Paula Schlier und Hitlerputsch

Bild: Paula sucht Paula

Paula Schlier war eine Pionierin: Vor 100 Jahren hat sie schon Geschlechterrollen in Frage gestellt. Und über sexuelle Belästigung am Arbeitsplatz geschrieben. Und sie hat sich kurz vor dem Hitlerputsch 1923 beim Völkischen Beobachter eingeschleust, der Zeitung der NSDAP. Ihre Undercover-Recherche ist eines der ersten Beispiele für investigativen Journalismus im deutschsprachigen Raum. Nur knapp ist sie später dem KZ Dachau entgangen. Stattdessen landete sie 1942 in der Psychiatrie, wo sie die nationalsozialistischen Krankenmorde beobachtete, von denen sie später in ihrer nie veröffentlichten Autobiografie berichtete. Warum ist diese Widerstandskämpferin weitgehend vergessen – oder war sie vielleicht gar keine? BR-Reporterin Paula Lochte begibt sich auf die Spuren einer Frau, mit der sie Beruf und Vornamen teilt. Sie liest ihre Tagebücher, wühlt in Archiven, besucht Orte und geht die Wege, die Paula Schlier selbst gegangen ist. Daraus ist dieser sehr packende und gut erzählte Podcast "Paula sucht Paula" entstanden. Eine Empfehlung zum diesjährigen Tag der Befreiung vom deutschen Faschismus – ein Einblick in die Anfänge des Nationalsozialismus in München und in die Gedankenwelt dieser Frau, die früh deren Verbrechen dokumentierte. Für ihre Recherche wurde Paula Lochte gerade mit dem „Rainer Reichert-Preis“ zum Tag der Pressefreiheit ausgezeichnet.

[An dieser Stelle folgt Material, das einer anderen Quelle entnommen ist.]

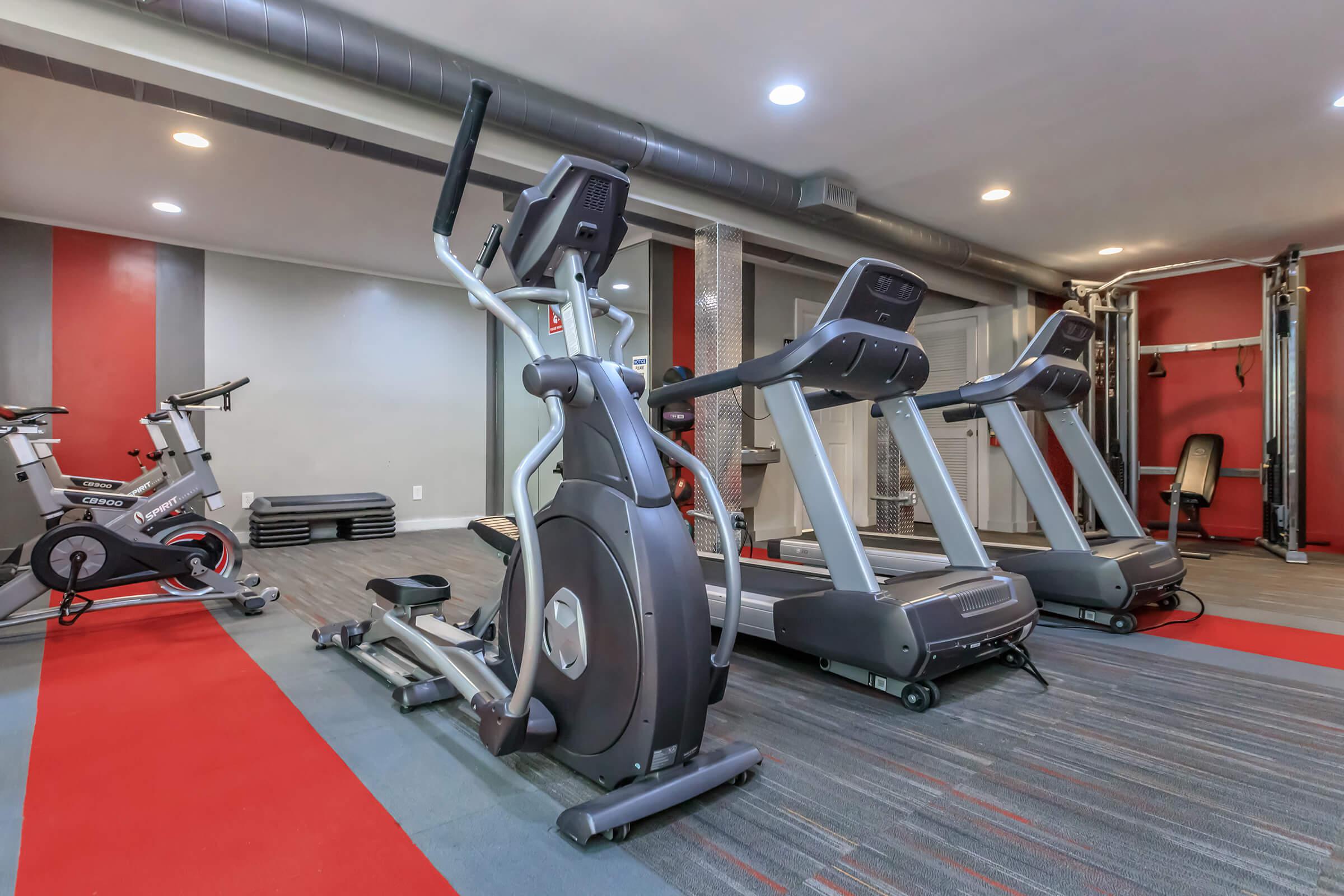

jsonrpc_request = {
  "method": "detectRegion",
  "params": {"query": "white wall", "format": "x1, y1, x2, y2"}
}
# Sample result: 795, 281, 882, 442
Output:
206, 253, 487, 535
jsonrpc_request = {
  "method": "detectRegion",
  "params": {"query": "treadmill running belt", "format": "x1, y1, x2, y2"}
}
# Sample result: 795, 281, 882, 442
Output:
700, 558, 834, 598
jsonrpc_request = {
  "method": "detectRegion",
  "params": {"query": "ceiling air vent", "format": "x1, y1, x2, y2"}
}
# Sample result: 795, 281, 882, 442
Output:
584, 178, 612, 211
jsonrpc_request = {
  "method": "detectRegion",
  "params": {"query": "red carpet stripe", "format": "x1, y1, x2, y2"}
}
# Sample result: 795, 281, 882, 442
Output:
1140, 615, 1344, 669
15, 604, 454, 896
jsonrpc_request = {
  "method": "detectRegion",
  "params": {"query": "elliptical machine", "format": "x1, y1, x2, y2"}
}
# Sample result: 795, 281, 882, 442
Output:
313, 81, 760, 843
0, 377, 279, 629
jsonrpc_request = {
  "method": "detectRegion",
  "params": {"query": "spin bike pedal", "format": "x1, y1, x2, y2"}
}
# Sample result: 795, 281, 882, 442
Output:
57, 591, 93, 626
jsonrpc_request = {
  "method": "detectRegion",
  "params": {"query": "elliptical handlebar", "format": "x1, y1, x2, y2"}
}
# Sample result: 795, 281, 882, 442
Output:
649, 367, 742, 407
434, 78, 494, 237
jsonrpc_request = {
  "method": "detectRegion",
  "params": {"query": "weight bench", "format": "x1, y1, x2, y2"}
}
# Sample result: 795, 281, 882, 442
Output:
1149, 432, 1223, 540
248, 492, 396, 548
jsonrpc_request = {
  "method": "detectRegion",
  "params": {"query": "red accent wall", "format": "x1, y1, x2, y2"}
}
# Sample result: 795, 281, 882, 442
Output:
672, 246, 699, 456
1306, 253, 1344, 552
1138, 253, 1344, 551
1138, 267, 1263, 539
51, 234, 156, 478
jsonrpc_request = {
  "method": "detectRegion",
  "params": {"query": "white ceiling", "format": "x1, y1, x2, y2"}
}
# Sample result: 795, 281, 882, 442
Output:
326, 0, 1344, 276
0, 68, 648, 292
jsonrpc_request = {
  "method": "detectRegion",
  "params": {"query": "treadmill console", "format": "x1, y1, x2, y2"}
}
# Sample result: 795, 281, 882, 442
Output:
736, 258, 928, 400
1014, 310, 1096, 367
961, 310, 1096, 411
817, 258, 927, 330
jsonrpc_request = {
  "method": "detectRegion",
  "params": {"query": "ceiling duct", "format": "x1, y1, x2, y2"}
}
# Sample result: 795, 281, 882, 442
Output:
0, 44, 846, 279
99, 0, 1067, 294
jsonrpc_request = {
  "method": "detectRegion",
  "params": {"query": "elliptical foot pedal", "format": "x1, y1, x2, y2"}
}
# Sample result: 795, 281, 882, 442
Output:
364, 573, 453, 607
555, 743, 760, 845
393, 676, 457, 713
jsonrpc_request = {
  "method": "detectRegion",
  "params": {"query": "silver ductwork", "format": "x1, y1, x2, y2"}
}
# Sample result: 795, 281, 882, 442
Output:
95, 0, 1067, 296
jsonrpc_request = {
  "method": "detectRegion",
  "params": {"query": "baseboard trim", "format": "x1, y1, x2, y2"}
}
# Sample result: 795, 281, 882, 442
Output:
396, 513, 485, 532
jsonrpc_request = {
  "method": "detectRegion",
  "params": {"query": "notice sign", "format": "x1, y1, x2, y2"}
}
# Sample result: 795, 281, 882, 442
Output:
561, 302, 579, 354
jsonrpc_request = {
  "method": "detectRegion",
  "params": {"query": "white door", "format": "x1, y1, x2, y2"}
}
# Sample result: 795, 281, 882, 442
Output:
910, 314, 981, 526
793, 298, 867, 532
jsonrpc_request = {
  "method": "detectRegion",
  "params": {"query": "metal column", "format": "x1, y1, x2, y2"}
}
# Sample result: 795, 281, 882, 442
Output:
1256, 246, 1308, 563
695, 223, 742, 552
874, 417, 915, 535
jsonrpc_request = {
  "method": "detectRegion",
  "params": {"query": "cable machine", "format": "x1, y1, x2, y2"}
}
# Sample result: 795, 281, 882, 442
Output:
1066, 245, 1310, 563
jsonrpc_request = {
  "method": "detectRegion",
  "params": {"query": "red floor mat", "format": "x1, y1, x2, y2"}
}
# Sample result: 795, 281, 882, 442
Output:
1138, 611, 1344, 669
15, 603, 454, 896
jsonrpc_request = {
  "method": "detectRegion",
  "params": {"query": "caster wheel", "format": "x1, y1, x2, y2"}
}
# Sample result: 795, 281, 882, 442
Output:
602, 822, 631, 843
900, 681, 933, 712
920, 681, 942, 707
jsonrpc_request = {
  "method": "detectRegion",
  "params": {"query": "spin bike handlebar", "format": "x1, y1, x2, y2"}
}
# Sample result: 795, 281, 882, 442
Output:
434, 78, 498, 237
167, 376, 251, 404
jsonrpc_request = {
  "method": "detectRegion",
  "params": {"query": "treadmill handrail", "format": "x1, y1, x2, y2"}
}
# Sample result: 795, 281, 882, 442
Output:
871, 387, 967, 417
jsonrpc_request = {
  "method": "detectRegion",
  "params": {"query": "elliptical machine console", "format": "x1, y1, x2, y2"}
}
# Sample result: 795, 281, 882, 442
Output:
313, 81, 760, 842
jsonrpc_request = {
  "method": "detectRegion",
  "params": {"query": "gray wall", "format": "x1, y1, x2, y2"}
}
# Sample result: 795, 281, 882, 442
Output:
742, 265, 834, 542
0, 218, 51, 551
204, 253, 487, 533
155, 243, 209, 445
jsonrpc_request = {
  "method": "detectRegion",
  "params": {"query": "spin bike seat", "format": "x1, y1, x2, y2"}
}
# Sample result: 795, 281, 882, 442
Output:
0, 404, 70, 421
364, 575, 453, 607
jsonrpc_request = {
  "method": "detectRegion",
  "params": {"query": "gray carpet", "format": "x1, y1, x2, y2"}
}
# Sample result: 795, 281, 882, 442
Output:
249, 532, 1344, 896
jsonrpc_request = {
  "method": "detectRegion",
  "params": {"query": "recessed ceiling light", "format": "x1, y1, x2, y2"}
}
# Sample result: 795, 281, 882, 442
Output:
172, 130, 209, 149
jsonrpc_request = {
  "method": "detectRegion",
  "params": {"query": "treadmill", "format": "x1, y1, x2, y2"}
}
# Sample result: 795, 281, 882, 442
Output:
770, 310, 1186, 634
649, 258, 1044, 712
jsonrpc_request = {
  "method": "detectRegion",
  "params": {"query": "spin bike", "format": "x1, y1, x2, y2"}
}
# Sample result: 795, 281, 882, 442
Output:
0, 377, 279, 629
32, 408, 176, 496
313, 81, 760, 843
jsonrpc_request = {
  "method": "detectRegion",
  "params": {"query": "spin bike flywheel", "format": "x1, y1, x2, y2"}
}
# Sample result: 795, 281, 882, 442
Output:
155, 519, 243, 594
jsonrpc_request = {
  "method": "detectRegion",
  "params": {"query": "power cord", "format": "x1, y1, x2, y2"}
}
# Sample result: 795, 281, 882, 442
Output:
1036, 587, 1206, 634
1135, 587, 1204, 634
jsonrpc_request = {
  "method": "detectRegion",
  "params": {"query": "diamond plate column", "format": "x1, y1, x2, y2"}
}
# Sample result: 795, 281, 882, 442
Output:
695, 225, 742, 553
878, 417, 915, 535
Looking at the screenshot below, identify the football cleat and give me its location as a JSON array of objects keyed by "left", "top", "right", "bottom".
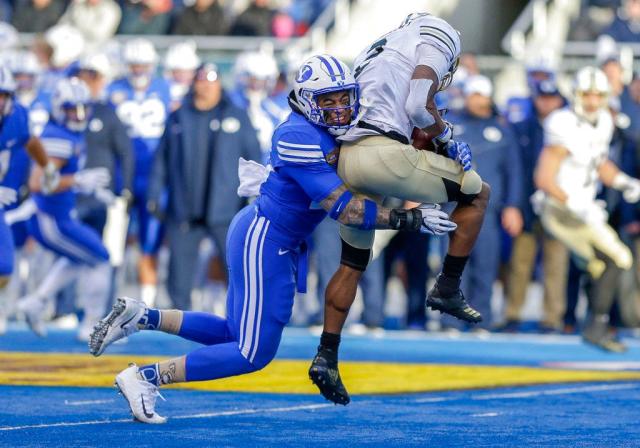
[
  {"left": 114, "top": 363, "right": 167, "bottom": 424},
  {"left": 18, "top": 295, "right": 47, "bottom": 337},
  {"left": 89, "top": 297, "right": 146, "bottom": 356},
  {"left": 427, "top": 274, "right": 482, "bottom": 324},
  {"left": 309, "top": 348, "right": 351, "bottom": 406}
]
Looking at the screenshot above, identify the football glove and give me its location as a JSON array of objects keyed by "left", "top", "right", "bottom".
[{"left": 418, "top": 204, "right": 458, "bottom": 235}]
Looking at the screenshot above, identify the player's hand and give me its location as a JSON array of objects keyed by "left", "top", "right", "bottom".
[
  {"left": 418, "top": 204, "right": 458, "bottom": 235},
  {"left": 0, "top": 187, "right": 18, "bottom": 207},
  {"left": 566, "top": 198, "right": 609, "bottom": 225},
  {"left": 622, "top": 178, "right": 640, "bottom": 204},
  {"left": 73, "top": 167, "right": 111, "bottom": 194},
  {"left": 447, "top": 140, "right": 471, "bottom": 171},
  {"left": 40, "top": 161, "right": 60, "bottom": 194},
  {"left": 433, "top": 120, "right": 453, "bottom": 149}
]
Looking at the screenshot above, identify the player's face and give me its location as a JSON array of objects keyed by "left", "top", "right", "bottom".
[
  {"left": 0, "top": 92, "right": 11, "bottom": 114},
  {"left": 171, "top": 70, "right": 196, "bottom": 85},
  {"left": 581, "top": 91, "right": 605, "bottom": 114},
  {"left": 317, "top": 90, "right": 353, "bottom": 126}
]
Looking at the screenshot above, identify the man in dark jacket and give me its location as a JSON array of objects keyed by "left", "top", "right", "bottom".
[{"left": 148, "top": 63, "right": 261, "bottom": 309}]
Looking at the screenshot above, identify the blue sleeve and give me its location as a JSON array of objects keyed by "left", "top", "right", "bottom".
[
  {"left": 503, "top": 126, "right": 523, "bottom": 208},
  {"left": 280, "top": 162, "right": 343, "bottom": 202}
]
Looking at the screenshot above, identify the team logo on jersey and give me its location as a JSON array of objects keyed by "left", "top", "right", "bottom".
[
  {"left": 220, "top": 117, "right": 240, "bottom": 134},
  {"left": 89, "top": 118, "right": 104, "bottom": 132},
  {"left": 324, "top": 147, "right": 340, "bottom": 166},
  {"left": 482, "top": 126, "right": 502, "bottom": 143},
  {"left": 296, "top": 64, "right": 313, "bottom": 82}
]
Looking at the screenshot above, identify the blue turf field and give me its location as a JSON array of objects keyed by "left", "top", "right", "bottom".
[{"left": 0, "top": 328, "right": 640, "bottom": 447}]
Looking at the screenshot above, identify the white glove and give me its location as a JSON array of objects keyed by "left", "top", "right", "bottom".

Viele Gefängnisse von Albertine Sarrazin

Bild: Sarazzin

Diese Woche empfehle ich eins meiner Liebliengshörspiele: "Astragalus", eine sehr starke Adaption des Textes von Albertine Sarrazin. Das Streben nach Freiheit – das ist die Biografie von Sarrazin in nur einem Satz. Sie verbringt den größten Teil ihres kurzen Lebens in Erziehungsheimen, Besserungsanstalten und im Gefängnis, schlägt sich als Kleinkriminelle und Prostituierte durch. Während der vielen Verwahrungen schreibt sie drei autobiographische Romane, die mit Unterstützung von Simone de Beauvoir erscheinen. "Zum ersten Mal spricht eine Frau über ihre Gefängnisse", schreibt de Beauvoir. Auch die Musikerin Patti Smith ist ein Fan: "Ich frage mich wirklich, ob ich ohne sie die geworden wäre, die ich bin." Hier geht es zur Hörspiel-Adaption, komponiert von Katrin Schüler-Springorum.